NEW YORK (Jun. 14)
The Council of Jewish Federations and Welfare Funds today issued a report on the accelerated efforts that are now being made in the communities throughout the country to reach every Jewish family for contributions to the Israel Emergency Fund of the United Jewish Appeal.
The report emphasized that on entering the second week of “the unparalleled magnitude of giving” for Israel’s humanitarian needs, the response of the communities continues to be “almost beyond belief”. But, it added, many contributors in the communities have not yet been reached for their gift. “They need only be talked to; their response is certain,” the CJFWF stated.
The report said that screening of all givers of $1,000 or more to the regular campaigns was underway for personal solicitations of contributors in that category who had not yet made gifts to the Emergency Fund. For contributors to the regular campaign in the range of $100 to $1,000. a series of fund-raising meetings was being scheduled. In some communities, the report said, the normal campaign structure was being reactivated. In others, individuals were being invited to attend at least one of the several meetings scheduled in almost every Jewish community.
“In a number of communities, synagogues are calling meetings of their membership for fund raising and several communities report that country clubs will close their golf courses for the coming Sunday morning and call all members to a fund raising meeting in the club house.” Solicitation by well known campaign leaders is followed for those who do not attend meetings, the report said.
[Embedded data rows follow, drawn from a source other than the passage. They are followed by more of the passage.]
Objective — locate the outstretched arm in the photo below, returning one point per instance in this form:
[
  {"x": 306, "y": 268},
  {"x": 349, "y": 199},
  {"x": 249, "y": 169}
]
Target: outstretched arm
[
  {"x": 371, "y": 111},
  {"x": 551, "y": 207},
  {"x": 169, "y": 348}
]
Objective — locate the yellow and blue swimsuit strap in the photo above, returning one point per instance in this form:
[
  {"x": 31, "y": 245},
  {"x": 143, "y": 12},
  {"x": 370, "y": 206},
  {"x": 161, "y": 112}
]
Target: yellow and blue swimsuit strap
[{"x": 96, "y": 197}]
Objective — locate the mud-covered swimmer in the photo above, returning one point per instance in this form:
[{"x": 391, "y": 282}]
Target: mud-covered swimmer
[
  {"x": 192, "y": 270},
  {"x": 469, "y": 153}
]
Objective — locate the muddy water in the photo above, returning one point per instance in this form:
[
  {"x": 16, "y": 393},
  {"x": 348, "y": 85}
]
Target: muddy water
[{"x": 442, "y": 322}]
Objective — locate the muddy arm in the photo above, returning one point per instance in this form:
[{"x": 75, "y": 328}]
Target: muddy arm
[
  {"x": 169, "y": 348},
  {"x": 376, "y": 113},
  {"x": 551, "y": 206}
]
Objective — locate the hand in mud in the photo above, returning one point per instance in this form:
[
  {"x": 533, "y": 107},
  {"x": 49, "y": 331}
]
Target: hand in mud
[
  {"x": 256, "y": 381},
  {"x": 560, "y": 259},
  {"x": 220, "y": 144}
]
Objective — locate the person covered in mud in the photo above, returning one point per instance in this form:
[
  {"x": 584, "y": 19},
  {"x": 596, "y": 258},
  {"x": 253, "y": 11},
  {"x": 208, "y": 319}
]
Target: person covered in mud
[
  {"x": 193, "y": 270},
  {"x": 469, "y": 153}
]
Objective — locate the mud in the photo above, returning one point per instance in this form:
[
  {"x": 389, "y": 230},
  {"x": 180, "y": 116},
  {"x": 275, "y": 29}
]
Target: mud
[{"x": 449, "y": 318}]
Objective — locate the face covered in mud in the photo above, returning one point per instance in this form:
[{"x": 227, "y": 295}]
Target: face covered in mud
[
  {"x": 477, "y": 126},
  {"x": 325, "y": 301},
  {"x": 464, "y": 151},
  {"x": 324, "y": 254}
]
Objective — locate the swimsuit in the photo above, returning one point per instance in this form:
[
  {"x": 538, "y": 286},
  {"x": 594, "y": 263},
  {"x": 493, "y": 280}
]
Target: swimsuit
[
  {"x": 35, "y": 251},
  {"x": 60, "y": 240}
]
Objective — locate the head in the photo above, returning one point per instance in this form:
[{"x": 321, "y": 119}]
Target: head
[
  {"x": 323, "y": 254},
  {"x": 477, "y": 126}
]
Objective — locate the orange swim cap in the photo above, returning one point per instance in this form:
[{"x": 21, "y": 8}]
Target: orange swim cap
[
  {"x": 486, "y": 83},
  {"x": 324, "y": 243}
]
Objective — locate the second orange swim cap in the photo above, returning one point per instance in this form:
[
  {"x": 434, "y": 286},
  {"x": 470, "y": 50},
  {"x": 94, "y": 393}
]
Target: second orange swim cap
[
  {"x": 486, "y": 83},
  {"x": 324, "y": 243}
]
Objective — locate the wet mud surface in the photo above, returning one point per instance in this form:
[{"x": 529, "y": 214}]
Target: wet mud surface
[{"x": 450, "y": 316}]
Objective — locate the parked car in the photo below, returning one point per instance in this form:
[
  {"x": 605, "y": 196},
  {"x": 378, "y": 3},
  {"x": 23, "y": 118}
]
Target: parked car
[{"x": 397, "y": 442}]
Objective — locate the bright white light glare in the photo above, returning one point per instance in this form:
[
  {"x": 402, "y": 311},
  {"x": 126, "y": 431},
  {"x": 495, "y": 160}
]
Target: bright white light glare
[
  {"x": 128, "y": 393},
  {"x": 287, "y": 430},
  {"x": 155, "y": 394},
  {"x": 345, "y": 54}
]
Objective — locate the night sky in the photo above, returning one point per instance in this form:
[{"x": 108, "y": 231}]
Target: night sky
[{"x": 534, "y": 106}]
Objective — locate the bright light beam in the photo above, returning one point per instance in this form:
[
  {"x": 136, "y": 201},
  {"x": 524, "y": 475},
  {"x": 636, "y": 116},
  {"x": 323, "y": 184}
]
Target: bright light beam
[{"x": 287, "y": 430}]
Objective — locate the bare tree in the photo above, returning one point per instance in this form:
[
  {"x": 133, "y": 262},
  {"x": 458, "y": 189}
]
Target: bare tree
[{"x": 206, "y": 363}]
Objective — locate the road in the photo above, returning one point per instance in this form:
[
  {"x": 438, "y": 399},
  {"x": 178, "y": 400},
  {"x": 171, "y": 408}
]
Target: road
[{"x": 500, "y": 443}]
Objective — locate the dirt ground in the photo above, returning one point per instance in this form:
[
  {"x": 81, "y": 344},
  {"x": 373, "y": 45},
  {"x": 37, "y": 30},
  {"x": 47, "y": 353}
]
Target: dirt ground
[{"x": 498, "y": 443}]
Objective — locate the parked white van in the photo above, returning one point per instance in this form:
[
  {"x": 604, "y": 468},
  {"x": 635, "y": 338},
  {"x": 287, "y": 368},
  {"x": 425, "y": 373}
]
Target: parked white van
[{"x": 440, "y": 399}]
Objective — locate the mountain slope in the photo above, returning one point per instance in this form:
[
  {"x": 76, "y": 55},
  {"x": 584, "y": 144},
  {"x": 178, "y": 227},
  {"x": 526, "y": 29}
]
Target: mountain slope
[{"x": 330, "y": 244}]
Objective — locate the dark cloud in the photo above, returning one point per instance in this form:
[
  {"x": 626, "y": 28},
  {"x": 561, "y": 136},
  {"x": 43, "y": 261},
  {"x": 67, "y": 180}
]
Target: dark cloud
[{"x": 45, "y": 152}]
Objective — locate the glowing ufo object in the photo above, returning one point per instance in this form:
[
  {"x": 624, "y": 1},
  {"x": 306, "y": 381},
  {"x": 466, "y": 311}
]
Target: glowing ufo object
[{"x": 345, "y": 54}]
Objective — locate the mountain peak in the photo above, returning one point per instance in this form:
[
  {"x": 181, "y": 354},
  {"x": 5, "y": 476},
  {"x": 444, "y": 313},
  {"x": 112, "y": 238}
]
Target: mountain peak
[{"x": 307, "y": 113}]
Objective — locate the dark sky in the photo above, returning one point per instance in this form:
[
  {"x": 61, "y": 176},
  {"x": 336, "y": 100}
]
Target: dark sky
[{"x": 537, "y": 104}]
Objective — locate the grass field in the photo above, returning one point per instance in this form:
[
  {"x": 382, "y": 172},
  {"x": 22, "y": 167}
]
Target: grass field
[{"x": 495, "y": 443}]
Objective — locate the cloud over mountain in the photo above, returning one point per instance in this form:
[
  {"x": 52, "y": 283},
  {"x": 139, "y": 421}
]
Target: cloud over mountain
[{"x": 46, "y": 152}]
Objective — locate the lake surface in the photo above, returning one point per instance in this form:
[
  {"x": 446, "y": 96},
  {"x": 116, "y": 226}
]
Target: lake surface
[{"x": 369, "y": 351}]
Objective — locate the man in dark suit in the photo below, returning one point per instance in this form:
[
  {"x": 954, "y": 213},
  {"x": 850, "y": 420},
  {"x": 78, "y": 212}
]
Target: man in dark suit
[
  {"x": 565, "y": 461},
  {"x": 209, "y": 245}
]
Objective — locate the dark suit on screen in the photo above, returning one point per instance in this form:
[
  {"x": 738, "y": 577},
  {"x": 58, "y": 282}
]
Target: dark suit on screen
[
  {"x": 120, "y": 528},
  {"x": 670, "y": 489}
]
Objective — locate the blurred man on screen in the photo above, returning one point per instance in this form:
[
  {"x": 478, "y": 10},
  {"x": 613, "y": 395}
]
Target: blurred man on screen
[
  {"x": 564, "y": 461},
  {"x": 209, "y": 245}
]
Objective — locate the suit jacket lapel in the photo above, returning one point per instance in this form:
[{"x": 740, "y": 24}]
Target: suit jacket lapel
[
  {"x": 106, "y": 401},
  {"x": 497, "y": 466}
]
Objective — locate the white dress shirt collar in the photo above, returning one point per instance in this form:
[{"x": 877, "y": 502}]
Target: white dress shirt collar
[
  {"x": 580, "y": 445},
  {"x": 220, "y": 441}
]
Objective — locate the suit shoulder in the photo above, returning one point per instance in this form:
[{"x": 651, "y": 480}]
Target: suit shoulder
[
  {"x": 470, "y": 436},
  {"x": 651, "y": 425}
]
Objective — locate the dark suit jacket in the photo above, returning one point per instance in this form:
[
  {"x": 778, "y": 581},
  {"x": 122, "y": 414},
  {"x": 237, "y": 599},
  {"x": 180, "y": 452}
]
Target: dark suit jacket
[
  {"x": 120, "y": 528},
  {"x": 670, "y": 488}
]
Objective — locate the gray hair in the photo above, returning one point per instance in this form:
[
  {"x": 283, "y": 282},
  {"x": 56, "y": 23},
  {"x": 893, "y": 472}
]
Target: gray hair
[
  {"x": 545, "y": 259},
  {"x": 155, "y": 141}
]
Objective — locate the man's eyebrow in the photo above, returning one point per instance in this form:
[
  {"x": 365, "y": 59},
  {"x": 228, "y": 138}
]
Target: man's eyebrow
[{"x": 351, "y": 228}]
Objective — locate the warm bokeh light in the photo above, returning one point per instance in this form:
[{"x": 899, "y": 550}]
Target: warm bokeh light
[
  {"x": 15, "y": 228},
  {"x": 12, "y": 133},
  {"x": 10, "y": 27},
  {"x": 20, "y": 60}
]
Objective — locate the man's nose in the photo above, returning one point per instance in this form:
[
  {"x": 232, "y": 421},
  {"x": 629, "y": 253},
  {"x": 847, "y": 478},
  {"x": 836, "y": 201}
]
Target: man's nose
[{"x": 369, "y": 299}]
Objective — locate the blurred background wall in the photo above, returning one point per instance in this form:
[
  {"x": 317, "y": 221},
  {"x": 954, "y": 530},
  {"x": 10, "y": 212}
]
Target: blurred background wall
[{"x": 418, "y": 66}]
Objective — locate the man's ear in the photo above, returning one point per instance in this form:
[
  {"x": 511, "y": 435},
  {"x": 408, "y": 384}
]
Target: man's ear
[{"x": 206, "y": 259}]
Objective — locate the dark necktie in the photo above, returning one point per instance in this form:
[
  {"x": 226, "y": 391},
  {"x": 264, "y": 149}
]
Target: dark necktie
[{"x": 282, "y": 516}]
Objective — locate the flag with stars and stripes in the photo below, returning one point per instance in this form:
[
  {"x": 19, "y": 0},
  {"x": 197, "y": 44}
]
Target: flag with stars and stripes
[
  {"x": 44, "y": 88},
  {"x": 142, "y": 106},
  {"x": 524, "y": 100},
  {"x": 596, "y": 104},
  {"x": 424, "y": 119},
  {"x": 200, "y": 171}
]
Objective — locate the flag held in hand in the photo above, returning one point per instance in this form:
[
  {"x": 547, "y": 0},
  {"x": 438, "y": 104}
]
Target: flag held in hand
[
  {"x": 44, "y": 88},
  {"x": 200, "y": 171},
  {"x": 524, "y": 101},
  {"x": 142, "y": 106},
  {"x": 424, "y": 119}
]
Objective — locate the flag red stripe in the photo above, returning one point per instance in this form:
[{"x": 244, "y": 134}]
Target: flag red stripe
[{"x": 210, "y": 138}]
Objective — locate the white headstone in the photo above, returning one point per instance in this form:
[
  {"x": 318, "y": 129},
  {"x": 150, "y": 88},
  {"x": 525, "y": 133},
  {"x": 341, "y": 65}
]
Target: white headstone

Most communities plan to reach small givers through telephone solicitation. Central operations on a marathon basis are being manned by regular campaign workers in divisions organized for solicitations among small givers, the report said. Assisting in such mass telephone solicitation efforts are members of women’s divisions and volunteers provided by local organizations and local chapters of national membership groups. Even mail appeals are under consideration if all other means fail to reach any substantial number of small givers, the report indicated.
Communities are urging the immediate translation of both new and old commitments into cash. Many have organized a “messenger service” to pick up checks immediately. They have also recruited volunteers to help tabulate returns in central offices so that funds pouring in may be deposited immediately and checks drawn for transmittal of the UJA. Most communities reported expectations that the entire campaign will be completed by the end of June but none until every possible Jewish family has been reached.
LARGE CITIES REPORT HUGE GIFTS WHILE CAMPAIGN CONTINUES
The CJFWF also presented a series of reports from individual communities as the second week of the Emergency Fund campaign proceeded.
The Jewish Welfare Federation of San Francisco reported that the drive there was well over $1,000,000, after an opening meeting brought $786,000 from 26 contributors. Top gifts included $125,000, and two of $100,000, one of them added to a regular $35,000. The Federation remitted $1,180,000 in full on its 1966 commitment to UJA and an additional cash payment of $1,000,000 on current regular and special emergency gifts.
The Combined Jewish Philanthropies of Boston reported contributions of more than $3,500,000 to the Emergency Fund. The CJP said gifts to the Fund were averaging twice as much as regular gifts and that the spread was growing. The CJP has already remitted $4,150,000 to the UJA. Top Boston Jewish leaders are personally contacting top prospects.
The Hartford Jewish Federation reported that with receipt of four gifts of more than $100,000 each, it had reached $2,000,000 for the Emergency Fund and had transmitted $1,000,000 in cash to the UJA.
The Dallas Jewish Welfare Federation said it had reached $1,560,000 in commitments from only 300 givers and that it had sent the UJA $1,900,000 in cash, on commitments to the spring campaign and the Emergency Fund.
The Toronto United Jewish Welfare Fund reported it had already passed the $5,000,000 mark and had transmitted $4,230,000 to the UJA. One Country Club is asking every member for a minimum gift of $1,000.
The General Jewish Committee in Providence, R.L, said that it had reached the $2,100,000 mark in its updated fall campaign and expected to achieve at least three times the 1966 results of $800,000. The Committee said gifts included two of $150,000 each, three of $100,000 each and 20 in the range of $25,000 to $60,000.
The Denver Allied Jewish Community Council drive has reached $630,000 of which $430,000 is from a group of top leaders and $200,000 from a rally attended by 2,000 people.
The New Orleans Jewish Welfare Federation reported that $640,000 was already committed, well over the total of the regular spring campaign and that $325,000 was transmitted in cash. The Indianapolis Jewish Welfare Federation reported $433,000; the Louisville Conference of Jewish Organizations reported $500,000; the Kansas City Jewish Federation and Council reported $500,000; the Albany Jewish Community Council reported $450,000; the Atlantic City Federation of Jewish Agencies reported $167,000; the Omaha Jewish Federation reported $250,000; the Gary Northwest Indiana Jewish Welfare Federation reported $183,000; the Madison, Wise., Jewish Welfare Council reported $111,000; the Rockford, 111., Jewish Community Council reported $125,000.